Los hombres no entendían lo que sucedía en el cielo, tantas lumbres, tanto rojo que teñía el cielo y que hacía brotar ríos de ira entre las nubes. Elrecí estaba en un punto critico, Dios estaba ya en su sueño, todo dependía de Miguel. Todos los angeles estaban involucrados en la gran batalla de alguna u otra manera, incluso Raziel, que mantenía registro de la guerra en su libro.
Muerte y desolación en el cielo. Satanael ha logrado llegar al trono, Miguel lo espera. Por dentro él se consume al pensar que tiene que enfrentarse a su hermano, pero sabe que es la única opción, nada más puede detenerlo. Despúes de una dura confrontación, de una lucha de iguales, Miguel derrama lagrimas sobre su hermano. La espada en alto, Satanael en el piso bajo sus pies. Raziel parte la tierra en dos, y se abre el gran abismo; los rebeldes diezmados, el viento cruge.
Una pausa silenciosa termina hiriendo aún más a Miguel, el odio en los ojos de Satanael no se ha ido. Las ventiscas soplan duramente en la boveda, los cielos se abren, el ultimo adiós entre Miguel y Satanael. Una dura caída espera a los rebeldes, ya han perdido su nombre y su luz. Miguel extraña a un hermano que desapareció, el antes Satanael se ha convertido en Satanás.

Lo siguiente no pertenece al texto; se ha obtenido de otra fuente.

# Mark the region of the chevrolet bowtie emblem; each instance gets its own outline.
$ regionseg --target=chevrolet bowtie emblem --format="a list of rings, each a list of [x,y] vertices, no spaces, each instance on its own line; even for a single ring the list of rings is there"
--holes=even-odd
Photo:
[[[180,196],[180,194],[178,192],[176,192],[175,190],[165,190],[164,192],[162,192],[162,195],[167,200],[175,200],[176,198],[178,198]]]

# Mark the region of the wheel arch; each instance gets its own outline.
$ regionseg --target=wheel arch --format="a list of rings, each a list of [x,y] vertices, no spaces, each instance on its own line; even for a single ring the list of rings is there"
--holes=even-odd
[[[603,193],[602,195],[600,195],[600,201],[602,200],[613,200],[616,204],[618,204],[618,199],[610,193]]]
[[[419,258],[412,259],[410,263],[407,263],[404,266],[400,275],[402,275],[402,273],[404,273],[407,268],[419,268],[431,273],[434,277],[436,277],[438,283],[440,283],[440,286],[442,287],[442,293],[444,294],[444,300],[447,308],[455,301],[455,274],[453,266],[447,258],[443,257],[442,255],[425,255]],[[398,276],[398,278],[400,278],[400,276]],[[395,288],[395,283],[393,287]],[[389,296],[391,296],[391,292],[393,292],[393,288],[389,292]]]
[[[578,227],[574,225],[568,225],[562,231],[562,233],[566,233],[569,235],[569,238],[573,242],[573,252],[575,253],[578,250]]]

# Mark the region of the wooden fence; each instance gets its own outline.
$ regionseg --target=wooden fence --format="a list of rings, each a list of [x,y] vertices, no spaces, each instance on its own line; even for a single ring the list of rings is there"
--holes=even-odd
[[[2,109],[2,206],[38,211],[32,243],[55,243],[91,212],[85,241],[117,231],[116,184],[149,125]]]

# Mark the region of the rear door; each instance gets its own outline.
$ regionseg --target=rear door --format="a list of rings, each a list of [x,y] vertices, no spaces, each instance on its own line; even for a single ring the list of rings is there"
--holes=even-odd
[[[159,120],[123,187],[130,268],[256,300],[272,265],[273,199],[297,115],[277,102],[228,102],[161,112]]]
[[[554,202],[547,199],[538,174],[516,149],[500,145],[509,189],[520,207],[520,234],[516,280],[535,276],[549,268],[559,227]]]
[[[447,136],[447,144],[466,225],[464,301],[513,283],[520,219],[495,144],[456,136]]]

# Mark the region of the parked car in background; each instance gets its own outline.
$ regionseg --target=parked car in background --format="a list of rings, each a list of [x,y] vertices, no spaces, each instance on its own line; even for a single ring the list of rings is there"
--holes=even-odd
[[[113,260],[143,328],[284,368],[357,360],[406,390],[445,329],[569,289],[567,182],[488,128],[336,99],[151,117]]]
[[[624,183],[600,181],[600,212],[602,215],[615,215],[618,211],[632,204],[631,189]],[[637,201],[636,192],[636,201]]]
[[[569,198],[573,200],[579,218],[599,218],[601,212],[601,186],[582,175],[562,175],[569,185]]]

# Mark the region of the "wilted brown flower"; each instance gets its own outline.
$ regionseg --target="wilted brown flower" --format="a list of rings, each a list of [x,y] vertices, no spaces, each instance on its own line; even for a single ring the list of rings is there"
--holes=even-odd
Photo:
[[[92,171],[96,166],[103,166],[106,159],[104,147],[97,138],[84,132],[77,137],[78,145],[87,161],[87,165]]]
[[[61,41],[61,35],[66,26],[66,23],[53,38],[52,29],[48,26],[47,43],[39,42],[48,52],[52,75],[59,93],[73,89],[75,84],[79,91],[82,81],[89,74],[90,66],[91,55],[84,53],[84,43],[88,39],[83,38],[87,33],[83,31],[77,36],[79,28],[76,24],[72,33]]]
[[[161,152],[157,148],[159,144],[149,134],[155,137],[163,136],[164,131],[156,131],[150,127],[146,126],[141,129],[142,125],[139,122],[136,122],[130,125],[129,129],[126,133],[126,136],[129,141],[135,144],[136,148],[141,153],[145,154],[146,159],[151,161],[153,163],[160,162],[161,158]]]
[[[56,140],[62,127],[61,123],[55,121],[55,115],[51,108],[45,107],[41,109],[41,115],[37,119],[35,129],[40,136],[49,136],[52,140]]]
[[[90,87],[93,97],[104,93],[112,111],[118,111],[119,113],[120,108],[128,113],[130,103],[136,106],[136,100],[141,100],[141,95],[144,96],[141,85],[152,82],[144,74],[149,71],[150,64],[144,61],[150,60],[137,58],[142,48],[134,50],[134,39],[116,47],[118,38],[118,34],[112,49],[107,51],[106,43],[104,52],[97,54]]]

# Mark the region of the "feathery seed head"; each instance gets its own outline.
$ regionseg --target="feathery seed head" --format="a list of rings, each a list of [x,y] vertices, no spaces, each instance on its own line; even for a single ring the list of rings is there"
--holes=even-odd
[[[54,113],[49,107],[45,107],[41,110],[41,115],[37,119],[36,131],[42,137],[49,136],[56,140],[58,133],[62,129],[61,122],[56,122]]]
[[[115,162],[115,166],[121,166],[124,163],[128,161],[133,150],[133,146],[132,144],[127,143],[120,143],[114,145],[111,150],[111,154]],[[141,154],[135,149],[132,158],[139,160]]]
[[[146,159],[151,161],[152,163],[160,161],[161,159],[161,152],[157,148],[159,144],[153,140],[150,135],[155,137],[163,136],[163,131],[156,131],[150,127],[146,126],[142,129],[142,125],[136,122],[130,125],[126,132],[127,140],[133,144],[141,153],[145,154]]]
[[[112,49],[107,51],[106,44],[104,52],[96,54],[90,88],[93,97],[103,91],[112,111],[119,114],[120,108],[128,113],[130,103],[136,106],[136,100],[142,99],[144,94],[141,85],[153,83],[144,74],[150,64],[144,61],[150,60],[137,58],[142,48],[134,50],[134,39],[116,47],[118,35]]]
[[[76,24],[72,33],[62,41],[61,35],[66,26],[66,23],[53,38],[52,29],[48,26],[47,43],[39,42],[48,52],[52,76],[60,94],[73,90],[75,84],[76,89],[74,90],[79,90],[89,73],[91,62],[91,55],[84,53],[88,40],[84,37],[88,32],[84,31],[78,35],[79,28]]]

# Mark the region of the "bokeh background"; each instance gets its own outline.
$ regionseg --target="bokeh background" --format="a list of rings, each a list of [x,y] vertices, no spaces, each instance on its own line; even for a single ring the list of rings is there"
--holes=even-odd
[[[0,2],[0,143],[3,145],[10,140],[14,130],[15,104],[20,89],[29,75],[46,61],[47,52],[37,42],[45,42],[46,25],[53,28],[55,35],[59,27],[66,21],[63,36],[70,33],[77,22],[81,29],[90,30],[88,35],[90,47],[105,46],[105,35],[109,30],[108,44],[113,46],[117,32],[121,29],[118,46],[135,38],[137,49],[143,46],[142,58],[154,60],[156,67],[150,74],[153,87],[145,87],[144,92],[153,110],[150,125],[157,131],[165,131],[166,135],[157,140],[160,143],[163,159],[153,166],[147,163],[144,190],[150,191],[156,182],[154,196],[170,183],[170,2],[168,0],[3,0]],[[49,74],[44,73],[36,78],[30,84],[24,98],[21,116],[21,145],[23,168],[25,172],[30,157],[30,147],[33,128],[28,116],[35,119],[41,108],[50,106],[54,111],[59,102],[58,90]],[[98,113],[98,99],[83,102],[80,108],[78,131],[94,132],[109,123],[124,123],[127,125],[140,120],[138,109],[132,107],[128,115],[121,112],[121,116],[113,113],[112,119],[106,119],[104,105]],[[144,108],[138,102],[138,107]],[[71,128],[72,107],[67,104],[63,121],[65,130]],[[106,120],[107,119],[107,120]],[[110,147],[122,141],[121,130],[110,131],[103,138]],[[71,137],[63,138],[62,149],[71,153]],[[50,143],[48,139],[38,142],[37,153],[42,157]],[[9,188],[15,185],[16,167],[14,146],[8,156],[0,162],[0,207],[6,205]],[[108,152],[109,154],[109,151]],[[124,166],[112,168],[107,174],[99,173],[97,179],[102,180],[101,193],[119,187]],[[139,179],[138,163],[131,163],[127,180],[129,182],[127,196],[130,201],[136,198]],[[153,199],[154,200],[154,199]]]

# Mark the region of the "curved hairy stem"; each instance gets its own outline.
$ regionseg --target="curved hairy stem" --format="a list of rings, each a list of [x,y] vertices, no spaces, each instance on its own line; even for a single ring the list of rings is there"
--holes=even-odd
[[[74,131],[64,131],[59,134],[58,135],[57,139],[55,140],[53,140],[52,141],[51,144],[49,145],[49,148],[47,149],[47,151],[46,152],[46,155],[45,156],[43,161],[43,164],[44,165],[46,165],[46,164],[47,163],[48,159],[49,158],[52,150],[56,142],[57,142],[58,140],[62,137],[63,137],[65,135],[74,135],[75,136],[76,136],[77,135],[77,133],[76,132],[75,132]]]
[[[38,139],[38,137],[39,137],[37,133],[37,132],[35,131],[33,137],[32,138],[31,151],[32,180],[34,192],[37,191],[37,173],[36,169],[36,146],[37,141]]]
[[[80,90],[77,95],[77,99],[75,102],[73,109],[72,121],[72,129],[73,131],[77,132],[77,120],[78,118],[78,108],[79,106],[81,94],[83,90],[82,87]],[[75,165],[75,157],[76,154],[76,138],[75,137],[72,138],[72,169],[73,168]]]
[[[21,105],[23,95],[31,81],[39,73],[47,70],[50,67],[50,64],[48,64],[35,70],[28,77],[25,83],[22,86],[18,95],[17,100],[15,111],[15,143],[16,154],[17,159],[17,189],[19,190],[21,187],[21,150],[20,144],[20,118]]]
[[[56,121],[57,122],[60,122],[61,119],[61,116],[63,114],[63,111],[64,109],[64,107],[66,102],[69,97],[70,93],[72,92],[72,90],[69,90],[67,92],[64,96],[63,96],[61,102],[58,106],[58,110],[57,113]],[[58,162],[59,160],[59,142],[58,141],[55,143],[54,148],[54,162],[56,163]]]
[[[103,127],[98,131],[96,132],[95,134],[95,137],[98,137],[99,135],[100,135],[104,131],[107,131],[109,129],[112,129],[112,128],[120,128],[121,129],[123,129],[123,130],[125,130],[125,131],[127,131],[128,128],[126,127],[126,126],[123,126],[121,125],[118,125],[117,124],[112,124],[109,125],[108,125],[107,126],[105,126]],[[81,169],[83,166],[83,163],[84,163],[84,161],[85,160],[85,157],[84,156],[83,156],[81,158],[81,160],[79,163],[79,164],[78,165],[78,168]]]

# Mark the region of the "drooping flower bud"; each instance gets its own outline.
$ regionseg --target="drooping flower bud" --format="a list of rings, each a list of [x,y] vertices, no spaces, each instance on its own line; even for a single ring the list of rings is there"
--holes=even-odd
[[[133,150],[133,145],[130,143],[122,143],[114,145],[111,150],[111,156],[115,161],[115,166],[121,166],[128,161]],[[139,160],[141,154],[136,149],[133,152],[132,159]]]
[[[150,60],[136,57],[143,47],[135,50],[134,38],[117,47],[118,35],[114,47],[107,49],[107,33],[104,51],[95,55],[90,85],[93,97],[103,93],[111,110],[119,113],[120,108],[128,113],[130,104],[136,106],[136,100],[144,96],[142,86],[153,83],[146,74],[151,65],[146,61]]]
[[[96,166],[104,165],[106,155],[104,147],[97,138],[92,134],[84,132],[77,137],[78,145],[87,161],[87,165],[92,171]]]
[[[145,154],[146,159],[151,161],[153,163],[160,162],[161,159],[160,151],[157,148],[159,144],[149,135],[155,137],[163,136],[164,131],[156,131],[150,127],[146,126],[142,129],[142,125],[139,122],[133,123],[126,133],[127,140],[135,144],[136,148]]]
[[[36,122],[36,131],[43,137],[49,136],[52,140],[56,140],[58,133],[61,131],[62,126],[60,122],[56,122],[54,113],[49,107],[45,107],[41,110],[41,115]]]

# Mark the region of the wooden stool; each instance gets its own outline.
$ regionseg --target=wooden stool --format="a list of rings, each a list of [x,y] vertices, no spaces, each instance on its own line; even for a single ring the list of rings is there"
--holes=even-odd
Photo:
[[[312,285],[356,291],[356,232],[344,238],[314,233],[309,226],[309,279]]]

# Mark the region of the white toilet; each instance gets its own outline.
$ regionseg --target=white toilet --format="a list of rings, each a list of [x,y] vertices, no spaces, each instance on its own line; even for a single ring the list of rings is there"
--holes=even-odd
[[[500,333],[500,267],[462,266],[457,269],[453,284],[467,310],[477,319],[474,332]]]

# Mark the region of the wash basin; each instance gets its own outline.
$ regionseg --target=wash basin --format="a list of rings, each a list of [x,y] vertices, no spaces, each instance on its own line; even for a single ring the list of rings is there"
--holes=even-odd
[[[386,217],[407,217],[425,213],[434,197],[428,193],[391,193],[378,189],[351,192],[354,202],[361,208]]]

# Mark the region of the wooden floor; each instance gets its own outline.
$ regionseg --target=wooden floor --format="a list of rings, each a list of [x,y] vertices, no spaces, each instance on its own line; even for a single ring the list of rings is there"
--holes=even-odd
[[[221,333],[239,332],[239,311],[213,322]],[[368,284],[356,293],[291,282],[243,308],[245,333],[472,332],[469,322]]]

Raziel cierra el abismo. Miguel se derrama en lagrimas. . .

02 junio 2008

Prima poethicae

Y entre tantos susurros, entre tantos ecos; me muevo yo hasta esta cumbre. . .Con el agua que quiere fluir, con el aire que quiere ser libre, con la tierra que quiere cobrar forma, con el fuego que quiere ser. . .Con las dudas de la realidad, con el extraño paradigma de la vida escribo mis primeras palabras públicas. Y pensandolo bien, ¿porque no escribir mas?